Second-Scale Nuclear Spin Coherence Time of Trapped Ultracold $^{23}$Na$^{40}$K Molecules

TL;DR

This paper demonstrates that ultracold NaK molecules exhibit nuclear spin coherence times of about one second, enabling potential applications in quantum memory and quantum information processing with long coherence durations.

Contribution

It reports the first observation of long-lived nuclear spin coherence in ultracold NaK molecules, with coherence times suitable for quantum memory and processing.

Findings

Coherence times of approximately one second observed.

Ramsey spectroscopy used to measure nuclear spin coherence.

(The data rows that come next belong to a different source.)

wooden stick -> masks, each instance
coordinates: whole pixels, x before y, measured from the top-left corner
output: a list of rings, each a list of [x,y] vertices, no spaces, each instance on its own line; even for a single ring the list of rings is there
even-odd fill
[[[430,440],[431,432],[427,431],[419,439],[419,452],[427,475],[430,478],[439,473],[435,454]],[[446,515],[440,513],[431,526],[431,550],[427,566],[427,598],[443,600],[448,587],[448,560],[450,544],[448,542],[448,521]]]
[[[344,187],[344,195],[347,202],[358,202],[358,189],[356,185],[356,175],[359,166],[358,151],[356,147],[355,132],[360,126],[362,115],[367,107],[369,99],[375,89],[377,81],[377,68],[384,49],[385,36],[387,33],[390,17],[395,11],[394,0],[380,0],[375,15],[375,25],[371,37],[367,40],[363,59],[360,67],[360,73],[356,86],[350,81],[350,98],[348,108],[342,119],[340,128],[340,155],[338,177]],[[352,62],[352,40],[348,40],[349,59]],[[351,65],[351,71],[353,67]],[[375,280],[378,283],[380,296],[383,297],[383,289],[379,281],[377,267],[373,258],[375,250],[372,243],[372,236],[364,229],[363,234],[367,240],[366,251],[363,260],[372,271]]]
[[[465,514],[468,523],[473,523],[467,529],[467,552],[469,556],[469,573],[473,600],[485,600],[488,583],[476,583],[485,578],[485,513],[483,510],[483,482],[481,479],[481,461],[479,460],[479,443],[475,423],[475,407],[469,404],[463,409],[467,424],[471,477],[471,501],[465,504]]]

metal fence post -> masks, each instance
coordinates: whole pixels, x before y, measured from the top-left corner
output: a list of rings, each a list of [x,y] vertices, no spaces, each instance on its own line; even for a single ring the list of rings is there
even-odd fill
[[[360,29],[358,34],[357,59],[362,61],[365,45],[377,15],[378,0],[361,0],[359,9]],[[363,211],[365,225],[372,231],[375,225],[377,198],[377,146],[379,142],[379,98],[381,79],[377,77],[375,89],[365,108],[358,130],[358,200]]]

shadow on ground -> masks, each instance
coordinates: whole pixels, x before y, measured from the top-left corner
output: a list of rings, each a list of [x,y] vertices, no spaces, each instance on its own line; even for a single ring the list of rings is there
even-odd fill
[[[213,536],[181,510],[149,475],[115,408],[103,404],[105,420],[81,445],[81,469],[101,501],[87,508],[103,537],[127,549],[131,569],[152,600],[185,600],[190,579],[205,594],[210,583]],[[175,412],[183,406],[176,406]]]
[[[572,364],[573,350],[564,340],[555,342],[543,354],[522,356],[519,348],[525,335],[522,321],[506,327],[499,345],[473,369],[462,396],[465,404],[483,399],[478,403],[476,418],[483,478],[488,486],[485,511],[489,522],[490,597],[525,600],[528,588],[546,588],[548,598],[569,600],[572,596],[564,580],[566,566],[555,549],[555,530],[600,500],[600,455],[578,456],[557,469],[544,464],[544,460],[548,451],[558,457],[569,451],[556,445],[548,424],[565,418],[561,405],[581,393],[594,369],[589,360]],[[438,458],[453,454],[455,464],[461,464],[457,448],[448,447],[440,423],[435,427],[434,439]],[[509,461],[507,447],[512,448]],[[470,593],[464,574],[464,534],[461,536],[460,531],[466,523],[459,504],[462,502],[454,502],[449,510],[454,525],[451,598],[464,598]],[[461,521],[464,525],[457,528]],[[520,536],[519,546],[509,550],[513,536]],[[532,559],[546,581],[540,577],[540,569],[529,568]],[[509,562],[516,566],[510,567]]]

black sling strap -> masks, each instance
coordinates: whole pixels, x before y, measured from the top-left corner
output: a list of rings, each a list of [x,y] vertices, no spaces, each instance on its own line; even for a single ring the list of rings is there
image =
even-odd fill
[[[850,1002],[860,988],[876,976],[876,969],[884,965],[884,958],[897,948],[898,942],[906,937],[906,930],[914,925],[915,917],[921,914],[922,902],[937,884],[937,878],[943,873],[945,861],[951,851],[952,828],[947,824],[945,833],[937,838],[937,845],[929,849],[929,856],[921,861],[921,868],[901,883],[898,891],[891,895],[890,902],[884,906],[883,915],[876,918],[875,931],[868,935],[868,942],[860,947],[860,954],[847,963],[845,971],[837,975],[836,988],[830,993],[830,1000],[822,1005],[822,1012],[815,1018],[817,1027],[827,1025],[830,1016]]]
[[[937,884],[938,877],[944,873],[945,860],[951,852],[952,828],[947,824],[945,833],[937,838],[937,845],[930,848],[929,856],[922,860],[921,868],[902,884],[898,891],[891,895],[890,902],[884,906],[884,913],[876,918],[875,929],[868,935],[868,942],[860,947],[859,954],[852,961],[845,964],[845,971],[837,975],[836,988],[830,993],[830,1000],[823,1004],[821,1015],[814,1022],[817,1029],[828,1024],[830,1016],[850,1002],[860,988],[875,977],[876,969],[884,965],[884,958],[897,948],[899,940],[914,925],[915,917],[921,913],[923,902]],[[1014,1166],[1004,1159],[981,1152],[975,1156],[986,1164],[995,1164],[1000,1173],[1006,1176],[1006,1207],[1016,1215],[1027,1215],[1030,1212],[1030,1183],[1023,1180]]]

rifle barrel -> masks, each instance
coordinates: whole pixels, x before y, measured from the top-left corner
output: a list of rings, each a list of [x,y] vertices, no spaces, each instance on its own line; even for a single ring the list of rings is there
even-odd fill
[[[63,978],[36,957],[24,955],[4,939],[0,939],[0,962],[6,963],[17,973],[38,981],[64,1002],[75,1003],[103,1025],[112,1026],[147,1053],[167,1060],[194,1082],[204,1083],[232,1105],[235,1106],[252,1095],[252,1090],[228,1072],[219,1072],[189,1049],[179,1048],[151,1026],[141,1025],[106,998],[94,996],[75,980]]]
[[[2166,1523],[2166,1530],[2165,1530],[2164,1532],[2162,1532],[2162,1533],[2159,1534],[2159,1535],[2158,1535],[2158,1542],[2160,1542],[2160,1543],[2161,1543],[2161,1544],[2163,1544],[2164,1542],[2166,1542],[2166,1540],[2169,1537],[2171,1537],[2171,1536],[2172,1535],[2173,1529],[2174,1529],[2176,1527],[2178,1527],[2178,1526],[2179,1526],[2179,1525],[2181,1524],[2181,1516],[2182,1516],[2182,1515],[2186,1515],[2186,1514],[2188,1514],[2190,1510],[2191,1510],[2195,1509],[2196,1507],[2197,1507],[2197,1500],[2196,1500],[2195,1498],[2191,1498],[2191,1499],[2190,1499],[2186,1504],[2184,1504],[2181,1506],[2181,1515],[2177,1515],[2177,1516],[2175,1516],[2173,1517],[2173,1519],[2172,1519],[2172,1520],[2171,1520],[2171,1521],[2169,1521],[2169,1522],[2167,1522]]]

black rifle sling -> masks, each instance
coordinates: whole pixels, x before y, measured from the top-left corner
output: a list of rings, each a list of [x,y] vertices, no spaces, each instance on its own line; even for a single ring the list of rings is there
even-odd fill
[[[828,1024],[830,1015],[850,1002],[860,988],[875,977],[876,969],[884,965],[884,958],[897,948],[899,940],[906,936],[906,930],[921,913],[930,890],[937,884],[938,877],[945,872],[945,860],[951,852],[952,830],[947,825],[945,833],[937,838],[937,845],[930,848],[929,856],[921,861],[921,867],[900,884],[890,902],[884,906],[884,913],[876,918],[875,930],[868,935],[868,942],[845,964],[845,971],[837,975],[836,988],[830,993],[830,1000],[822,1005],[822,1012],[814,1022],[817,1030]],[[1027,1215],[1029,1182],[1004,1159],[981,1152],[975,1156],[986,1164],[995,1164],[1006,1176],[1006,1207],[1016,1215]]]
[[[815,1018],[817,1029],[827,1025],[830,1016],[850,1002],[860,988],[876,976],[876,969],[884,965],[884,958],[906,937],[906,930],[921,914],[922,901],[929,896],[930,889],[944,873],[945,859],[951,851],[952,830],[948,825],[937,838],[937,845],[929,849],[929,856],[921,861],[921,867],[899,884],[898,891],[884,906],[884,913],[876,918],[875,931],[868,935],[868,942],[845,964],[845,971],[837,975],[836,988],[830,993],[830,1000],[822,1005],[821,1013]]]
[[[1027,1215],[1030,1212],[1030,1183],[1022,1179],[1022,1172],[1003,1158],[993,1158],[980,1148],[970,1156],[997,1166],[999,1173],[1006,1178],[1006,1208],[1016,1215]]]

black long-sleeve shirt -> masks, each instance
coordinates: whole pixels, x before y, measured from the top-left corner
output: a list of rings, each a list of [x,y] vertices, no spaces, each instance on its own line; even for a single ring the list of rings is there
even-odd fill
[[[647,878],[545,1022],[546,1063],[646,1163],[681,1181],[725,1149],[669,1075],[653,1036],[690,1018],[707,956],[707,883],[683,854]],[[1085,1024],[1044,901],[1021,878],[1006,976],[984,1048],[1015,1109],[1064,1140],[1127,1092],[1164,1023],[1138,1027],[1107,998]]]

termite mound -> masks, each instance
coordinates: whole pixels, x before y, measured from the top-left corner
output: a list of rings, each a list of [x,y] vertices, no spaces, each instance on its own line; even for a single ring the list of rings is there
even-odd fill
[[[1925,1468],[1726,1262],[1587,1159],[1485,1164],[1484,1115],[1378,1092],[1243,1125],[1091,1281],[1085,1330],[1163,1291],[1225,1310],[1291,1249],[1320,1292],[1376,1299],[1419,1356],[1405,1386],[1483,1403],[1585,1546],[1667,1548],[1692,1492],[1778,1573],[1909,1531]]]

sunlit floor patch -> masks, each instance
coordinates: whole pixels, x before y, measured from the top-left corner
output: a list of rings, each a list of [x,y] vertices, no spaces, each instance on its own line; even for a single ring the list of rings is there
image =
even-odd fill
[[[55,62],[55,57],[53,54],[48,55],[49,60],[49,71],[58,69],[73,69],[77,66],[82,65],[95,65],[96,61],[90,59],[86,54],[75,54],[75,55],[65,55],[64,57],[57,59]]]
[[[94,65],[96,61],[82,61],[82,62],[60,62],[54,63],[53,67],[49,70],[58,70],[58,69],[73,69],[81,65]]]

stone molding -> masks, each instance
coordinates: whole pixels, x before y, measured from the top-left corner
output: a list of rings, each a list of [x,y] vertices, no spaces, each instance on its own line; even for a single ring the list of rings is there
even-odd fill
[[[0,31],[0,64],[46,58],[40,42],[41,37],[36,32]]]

Potential for 10,000 quantum gate operations within coherence time.

Abstract

Coherence, the stability of the relative phase between quantum states, lies at the heart of quantum mechanics. Applications such as precision measurement, interferometry, and quantum computation are enabled by physical systems that have quantum states with robust coherence. With the creation of molecular ensembles at sub-$\mu$K temperatures, diatomic molecules have become a novel system under full quantum control. Here, we report on the observation of stable coherence between a pair of nuclear spin states of ultracold fermionic NaK molecules in the singlet rovibrational ground state. Employing microwave fields, we perform Ramsey spectroscopy and observe coherence times on the scale of one second. This work opens the door for the exploration of single molecules as a versatile quantum memory. Switchable long-range interactions between dipolar molecules can further enable two-qubit gates, allowing quantum storage and processing in the same physical system. Within the observed coherence time, $10^4$ one- and two-qubit gate operations will be feasible.